Difficoltà che trovano una rispondenza nella quota (il 41%, ma il 63% nel ceto popolare) di chi si sente parzialmente (33%) o totalmente (8%) escluso dalla società di oggi, pur non pregiudicando la prevalenza (56%, e 71% nel ceto medio) di chi, al contrario, si sente in buona misura o completamente incluso.
L’analisi ha rilevato alcuni aspetti particolarmente sensibili sul piano di possibili tensioni sociali. Ad iniziare dalla paura di perdere il posto di lavoro, espressa dal 44% degli intervistati (il 32% abbastanza, l’11% molto), che sale al 67% nel ceto popolare. Chiara, inoltre, la percezione, espressa dall’81% degli intervistati, di un incremento della povertà (che dal 18% è giudicato molto rilevante) nella propria città o nel proprio comune di residenza. Infine, come anticipato, quasi 6 italiani su 10 (il 58%) ritengono possibile che l’aumento delle disuguaglianze di reddito provocherà ondate di protesta contro i ricchi e i privilegiati.

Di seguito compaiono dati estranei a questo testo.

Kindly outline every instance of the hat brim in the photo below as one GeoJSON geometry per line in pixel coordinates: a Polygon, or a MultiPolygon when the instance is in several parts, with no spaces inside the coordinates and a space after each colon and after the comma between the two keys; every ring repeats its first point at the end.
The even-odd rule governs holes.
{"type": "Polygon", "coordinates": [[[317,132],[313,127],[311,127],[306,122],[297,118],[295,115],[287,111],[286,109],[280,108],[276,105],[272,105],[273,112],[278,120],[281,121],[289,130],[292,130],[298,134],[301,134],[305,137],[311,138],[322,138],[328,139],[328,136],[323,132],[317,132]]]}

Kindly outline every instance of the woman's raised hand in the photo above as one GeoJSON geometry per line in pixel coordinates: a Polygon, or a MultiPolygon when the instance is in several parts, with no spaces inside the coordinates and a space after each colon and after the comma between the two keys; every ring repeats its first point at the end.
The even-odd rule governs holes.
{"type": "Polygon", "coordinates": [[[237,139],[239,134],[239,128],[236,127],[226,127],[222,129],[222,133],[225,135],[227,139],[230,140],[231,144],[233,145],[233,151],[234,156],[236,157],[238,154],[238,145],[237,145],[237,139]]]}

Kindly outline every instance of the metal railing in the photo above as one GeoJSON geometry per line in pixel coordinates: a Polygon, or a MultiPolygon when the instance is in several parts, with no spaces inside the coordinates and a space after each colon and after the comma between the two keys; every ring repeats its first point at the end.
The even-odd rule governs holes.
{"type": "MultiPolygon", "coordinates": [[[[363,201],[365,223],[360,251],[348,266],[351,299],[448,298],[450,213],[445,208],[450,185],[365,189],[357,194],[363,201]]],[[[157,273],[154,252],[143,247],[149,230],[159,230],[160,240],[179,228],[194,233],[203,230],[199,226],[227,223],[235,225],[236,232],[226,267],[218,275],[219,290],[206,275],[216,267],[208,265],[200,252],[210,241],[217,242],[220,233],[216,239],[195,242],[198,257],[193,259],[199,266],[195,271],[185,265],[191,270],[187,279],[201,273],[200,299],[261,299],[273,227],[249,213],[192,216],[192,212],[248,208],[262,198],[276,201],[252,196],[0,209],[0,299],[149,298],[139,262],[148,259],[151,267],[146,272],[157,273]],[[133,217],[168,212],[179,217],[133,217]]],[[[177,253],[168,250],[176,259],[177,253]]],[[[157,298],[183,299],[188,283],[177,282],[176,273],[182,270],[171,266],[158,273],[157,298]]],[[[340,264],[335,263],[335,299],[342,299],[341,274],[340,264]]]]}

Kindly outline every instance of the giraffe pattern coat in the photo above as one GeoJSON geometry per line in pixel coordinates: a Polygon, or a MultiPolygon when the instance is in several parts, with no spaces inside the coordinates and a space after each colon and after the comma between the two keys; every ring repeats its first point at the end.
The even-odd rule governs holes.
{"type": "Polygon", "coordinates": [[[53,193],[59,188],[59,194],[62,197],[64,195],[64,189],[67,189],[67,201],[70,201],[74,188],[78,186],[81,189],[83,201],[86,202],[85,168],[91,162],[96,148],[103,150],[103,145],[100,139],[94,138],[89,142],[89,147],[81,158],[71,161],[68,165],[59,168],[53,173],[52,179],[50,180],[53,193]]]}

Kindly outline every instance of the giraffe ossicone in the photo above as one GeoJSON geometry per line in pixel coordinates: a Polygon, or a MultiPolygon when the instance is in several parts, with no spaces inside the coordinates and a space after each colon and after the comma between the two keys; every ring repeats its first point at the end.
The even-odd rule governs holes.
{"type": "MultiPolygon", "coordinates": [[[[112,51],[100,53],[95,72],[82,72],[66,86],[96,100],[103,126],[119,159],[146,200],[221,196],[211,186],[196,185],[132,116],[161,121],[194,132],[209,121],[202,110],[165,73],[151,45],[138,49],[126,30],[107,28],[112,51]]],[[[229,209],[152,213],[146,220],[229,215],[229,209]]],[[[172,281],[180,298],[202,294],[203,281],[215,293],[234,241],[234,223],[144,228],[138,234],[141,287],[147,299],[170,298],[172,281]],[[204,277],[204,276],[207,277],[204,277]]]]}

Insomma, in definitiva, non solamente l’Italia sta scivolando nella recessione, con l’aggravante che questo contraccolpo è avvenuto prendendo in contropiede una fase di ripresa e ottimismo che seguiva il dramma della pandemia, ma l’aumento dei costi e dei prezzi, la diminuzione dei consumi, l’esplosione delle bollette, stanno cambiando la percezione che gli italiani hanno di sé, e quindi la struttura del nostro paese.
Fasce sempre più ampie di popolazione si sentono povere, fragili, precarie, esposte a incertezze che paventano fosche e a un futuro che le spaventa. Occorre non solamente difendere l’economia, ma proteggere le nostre comunità e rallentare il propagarsi di questa paura diffusa che può diventare rabbia sociale.